In April, pure electric vehicles made up 23% of all new car sales across Europe, jumping 42% compared to last year. Nearly 262,000 fully electric cars rolled off dealer lots in a single month, part of a larger wave that saw 385,000 electric and plug-in hybrid vehicles sold.
The contrast with traditional cars couldn't be starker. Gas-only vehicles dropped 15% from last year, now making up just 22% of sales. Diesel cars fell even harder, down 17% to only 7% of the market.
What's driving this dramatic shift? New models are flooding showrooms, giving buyers more choices than ever before. Chinese manufacturers are bringing affordable options to European customers, while high gas prices are making the math work even better for electric vehicles.
The top-selling electric car in April was the Skoda Elroq, a practical crossover that found 10,817 buyers. BMW's iX1 took second place, followed by the retro-styled Renault 5, which pays homage to a beloved classic while offering zero-emission driving.

The Ripple Effect
When you add up all the electrified vehicles on European roads, including hybrids, the picture becomes even more remarkable. Nearly 70% of all new cars sold in April had some form of electric power under the hood.
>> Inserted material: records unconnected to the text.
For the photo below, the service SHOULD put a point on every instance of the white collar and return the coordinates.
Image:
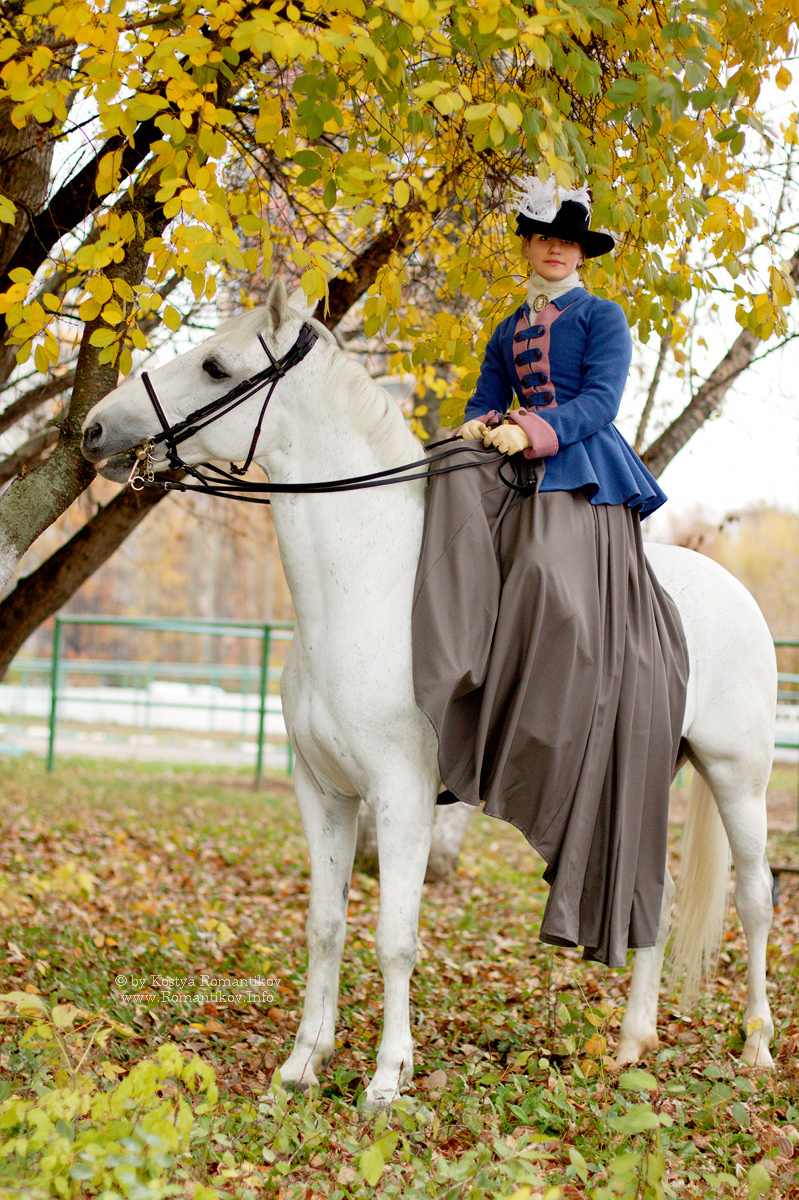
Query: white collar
(541, 292)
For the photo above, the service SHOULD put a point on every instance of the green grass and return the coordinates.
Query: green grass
(115, 871)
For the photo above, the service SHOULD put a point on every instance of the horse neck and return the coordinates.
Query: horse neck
(343, 553)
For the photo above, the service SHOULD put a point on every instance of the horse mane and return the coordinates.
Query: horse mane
(370, 406)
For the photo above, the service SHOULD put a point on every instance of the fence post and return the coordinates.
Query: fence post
(54, 693)
(262, 700)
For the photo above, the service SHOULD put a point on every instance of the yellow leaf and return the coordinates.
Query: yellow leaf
(170, 318)
(401, 193)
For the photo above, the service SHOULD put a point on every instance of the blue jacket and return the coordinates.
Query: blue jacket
(568, 365)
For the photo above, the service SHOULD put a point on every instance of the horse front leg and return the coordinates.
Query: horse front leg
(638, 1032)
(404, 826)
(330, 827)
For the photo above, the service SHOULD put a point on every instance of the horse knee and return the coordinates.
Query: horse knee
(396, 953)
(324, 933)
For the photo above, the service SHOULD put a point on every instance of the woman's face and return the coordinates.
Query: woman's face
(552, 257)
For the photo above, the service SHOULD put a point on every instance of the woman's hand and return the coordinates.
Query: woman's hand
(506, 438)
(473, 430)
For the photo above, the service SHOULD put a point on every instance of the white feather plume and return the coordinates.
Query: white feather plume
(540, 202)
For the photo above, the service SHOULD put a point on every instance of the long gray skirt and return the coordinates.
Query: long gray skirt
(553, 669)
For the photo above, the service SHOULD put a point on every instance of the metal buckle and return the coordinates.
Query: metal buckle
(142, 472)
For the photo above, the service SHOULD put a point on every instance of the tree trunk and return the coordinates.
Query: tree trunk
(34, 502)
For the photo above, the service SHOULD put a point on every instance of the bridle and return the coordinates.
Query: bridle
(215, 481)
(173, 435)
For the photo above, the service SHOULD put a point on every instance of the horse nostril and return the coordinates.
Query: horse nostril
(92, 435)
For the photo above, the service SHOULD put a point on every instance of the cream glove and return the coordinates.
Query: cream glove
(506, 438)
(473, 430)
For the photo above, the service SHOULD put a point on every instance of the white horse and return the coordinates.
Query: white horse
(348, 696)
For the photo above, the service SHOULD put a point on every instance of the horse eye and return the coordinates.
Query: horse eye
(214, 370)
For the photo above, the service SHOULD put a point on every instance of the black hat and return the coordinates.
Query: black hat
(541, 208)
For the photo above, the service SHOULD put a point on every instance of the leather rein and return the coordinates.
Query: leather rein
(215, 481)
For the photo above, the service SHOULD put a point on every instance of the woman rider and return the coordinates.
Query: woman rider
(548, 659)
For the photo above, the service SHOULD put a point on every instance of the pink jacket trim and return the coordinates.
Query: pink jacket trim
(544, 439)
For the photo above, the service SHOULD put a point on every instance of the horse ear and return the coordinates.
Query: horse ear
(301, 305)
(276, 305)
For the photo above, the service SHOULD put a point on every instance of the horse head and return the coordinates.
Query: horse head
(136, 413)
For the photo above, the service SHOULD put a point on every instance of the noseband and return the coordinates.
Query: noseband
(173, 435)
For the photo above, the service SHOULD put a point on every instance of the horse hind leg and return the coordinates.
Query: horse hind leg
(739, 792)
(330, 828)
(638, 1032)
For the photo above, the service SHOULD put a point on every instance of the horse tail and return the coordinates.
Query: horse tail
(702, 892)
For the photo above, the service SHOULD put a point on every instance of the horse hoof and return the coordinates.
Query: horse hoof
(757, 1054)
(629, 1051)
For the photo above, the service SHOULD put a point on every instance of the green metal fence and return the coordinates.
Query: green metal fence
(270, 634)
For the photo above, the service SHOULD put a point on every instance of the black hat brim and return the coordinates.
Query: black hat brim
(593, 243)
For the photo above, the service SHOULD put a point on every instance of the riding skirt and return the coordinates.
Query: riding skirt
(553, 669)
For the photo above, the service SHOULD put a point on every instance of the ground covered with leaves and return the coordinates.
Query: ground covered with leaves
(119, 1078)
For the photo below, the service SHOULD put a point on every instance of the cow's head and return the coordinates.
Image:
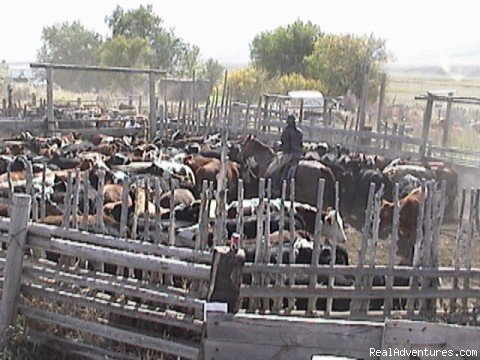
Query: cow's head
(333, 227)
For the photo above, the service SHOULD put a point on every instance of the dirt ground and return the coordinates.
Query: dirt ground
(446, 249)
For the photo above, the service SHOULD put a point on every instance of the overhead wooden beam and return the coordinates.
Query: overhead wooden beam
(95, 68)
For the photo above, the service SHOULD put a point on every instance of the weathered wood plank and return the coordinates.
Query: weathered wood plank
(280, 337)
(109, 332)
(421, 335)
(118, 257)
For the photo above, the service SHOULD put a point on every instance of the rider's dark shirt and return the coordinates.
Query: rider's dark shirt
(292, 139)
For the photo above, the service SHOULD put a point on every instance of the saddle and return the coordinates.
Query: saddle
(288, 172)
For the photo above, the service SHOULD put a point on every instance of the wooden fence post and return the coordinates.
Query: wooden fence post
(226, 277)
(13, 267)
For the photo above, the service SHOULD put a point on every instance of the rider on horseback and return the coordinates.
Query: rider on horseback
(292, 151)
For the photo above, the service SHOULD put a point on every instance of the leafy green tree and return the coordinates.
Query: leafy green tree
(211, 71)
(143, 23)
(120, 51)
(340, 62)
(189, 60)
(247, 84)
(286, 83)
(71, 43)
(283, 50)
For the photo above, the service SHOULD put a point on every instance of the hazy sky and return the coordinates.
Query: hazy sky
(421, 31)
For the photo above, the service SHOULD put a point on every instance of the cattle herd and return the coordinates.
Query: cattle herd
(184, 162)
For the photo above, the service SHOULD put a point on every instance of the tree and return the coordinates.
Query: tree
(143, 23)
(120, 51)
(189, 60)
(283, 50)
(247, 84)
(340, 62)
(211, 71)
(286, 83)
(70, 43)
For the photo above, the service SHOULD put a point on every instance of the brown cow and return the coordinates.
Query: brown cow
(196, 162)
(409, 206)
(210, 171)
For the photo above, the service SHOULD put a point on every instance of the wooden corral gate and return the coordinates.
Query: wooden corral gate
(259, 337)
(86, 304)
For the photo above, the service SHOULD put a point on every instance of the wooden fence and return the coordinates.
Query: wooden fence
(113, 290)
(249, 336)
(370, 288)
(97, 294)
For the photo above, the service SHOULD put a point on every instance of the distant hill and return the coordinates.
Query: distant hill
(459, 70)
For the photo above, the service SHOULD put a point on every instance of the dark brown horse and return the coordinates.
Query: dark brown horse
(257, 154)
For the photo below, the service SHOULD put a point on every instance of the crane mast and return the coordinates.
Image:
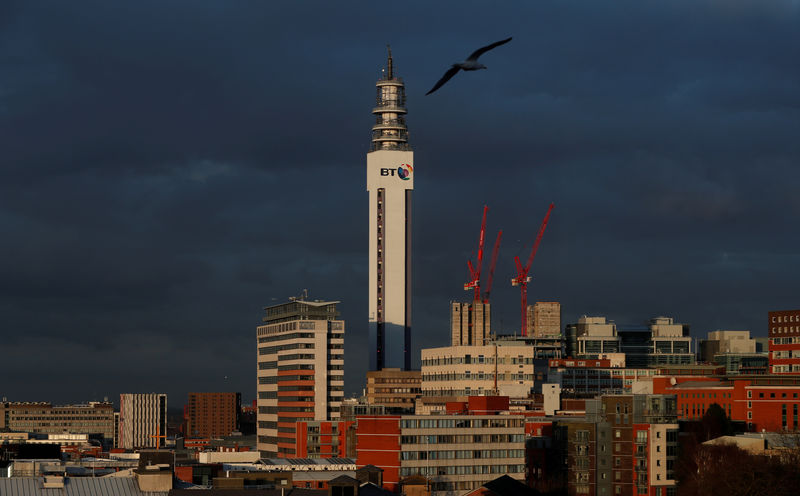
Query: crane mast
(475, 273)
(522, 279)
(492, 265)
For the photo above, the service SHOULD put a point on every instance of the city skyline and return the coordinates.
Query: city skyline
(169, 171)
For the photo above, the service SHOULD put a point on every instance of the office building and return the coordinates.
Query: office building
(142, 420)
(390, 182)
(300, 371)
(769, 402)
(784, 342)
(213, 415)
(397, 390)
(625, 444)
(470, 323)
(660, 342)
(545, 316)
(735, 350)
(452, 373)
(94, 418)
(456, 452)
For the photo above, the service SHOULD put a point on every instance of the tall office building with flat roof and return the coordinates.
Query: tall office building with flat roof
(390, 182)
(300, 371)
(142, 420)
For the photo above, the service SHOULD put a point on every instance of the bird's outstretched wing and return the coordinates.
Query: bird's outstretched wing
(447, 75)
(480, 51)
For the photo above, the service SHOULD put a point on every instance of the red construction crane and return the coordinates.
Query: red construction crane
(522, 278)
(491, 267)
(475, 274)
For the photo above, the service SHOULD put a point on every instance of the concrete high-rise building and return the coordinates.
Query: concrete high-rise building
(470, 323)
(300, 371)
(142, 420)
(546, 319)
(452, 373)
(213, 414)
(93, 418)
(390, 182)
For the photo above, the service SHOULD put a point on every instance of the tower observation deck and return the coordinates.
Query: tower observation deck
(390, 182)
(390, 131)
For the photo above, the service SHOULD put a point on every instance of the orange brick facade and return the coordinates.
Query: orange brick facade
(768, 403)
(212, 415)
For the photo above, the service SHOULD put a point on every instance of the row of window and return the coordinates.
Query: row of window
(467, 360)
(463, 438)
(460, 423)
(779, 369)
(271, 350)
(284, 337)
(785, 318)
(463, 470)
(478, 376)
(461, 454)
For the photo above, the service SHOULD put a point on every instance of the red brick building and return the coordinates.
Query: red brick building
(767, 402)
(378, 443)
(324, 439)
(784, 342)
(212, 415)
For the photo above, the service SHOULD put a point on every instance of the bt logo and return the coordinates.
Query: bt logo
(403, 172)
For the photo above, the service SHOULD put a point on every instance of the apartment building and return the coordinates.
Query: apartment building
(211, 415)
(300, 371)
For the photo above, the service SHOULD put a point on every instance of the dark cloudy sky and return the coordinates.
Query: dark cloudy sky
(169, 168)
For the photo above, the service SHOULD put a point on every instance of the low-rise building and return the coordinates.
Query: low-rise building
(456, 453)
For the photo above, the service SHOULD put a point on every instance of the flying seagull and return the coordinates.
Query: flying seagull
(471, 64)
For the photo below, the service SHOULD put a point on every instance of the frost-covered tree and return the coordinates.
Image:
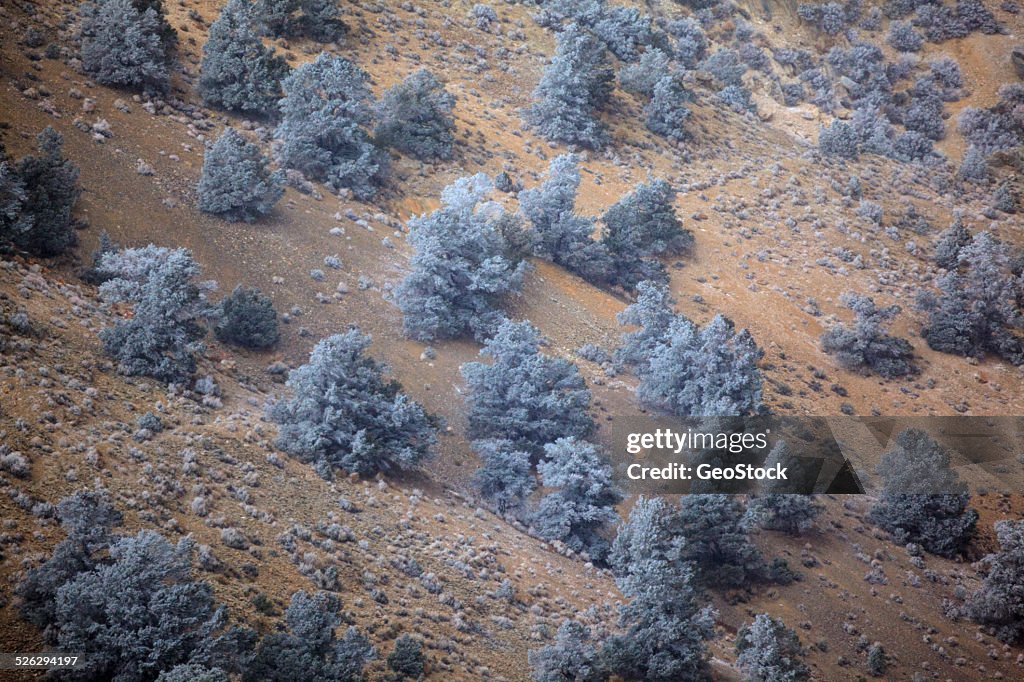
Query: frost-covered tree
(717, 540)
(236, 182)
(704, 372)
(564, 236)
(583, 506)
(49, 183)
(998, 603)
(643, 224)
(324, 111)
(239, 73)
(523, 395)
(666, 625)
(310, 650)
(344, 414)
(506, 476)
(577, 83)
(768, 651)
(415, 117)
(318, 19)
(653, 313)
(462, 265)
(975, 311)
(246, 317)
(923, 499)
(162, 337)
(137, 612)
(574, 656)
(866, 345)
(641, 77)
(124, 44)
(667, 112)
This isn't just about cutting pollution. It represents millions of families making different choices, automakers investing billions in new technology, and entire supply chains transforming. The European market is proving that large-scale change is possible when innovation meets consumer demand.
The year-to-date numbers show the momentum is building, not slowing down. Electric vehicles are already ahead of where they finished all of last year, with seven months still to go.
Industry watchers see this as crucial progress toward Europe's goal of phasing out gas-powered cars entirely by the mid-2030s. What once seemed like an ambitious target now looks increasingly achievable.
The roads of Europe are getting cleaner, one car sale at a time.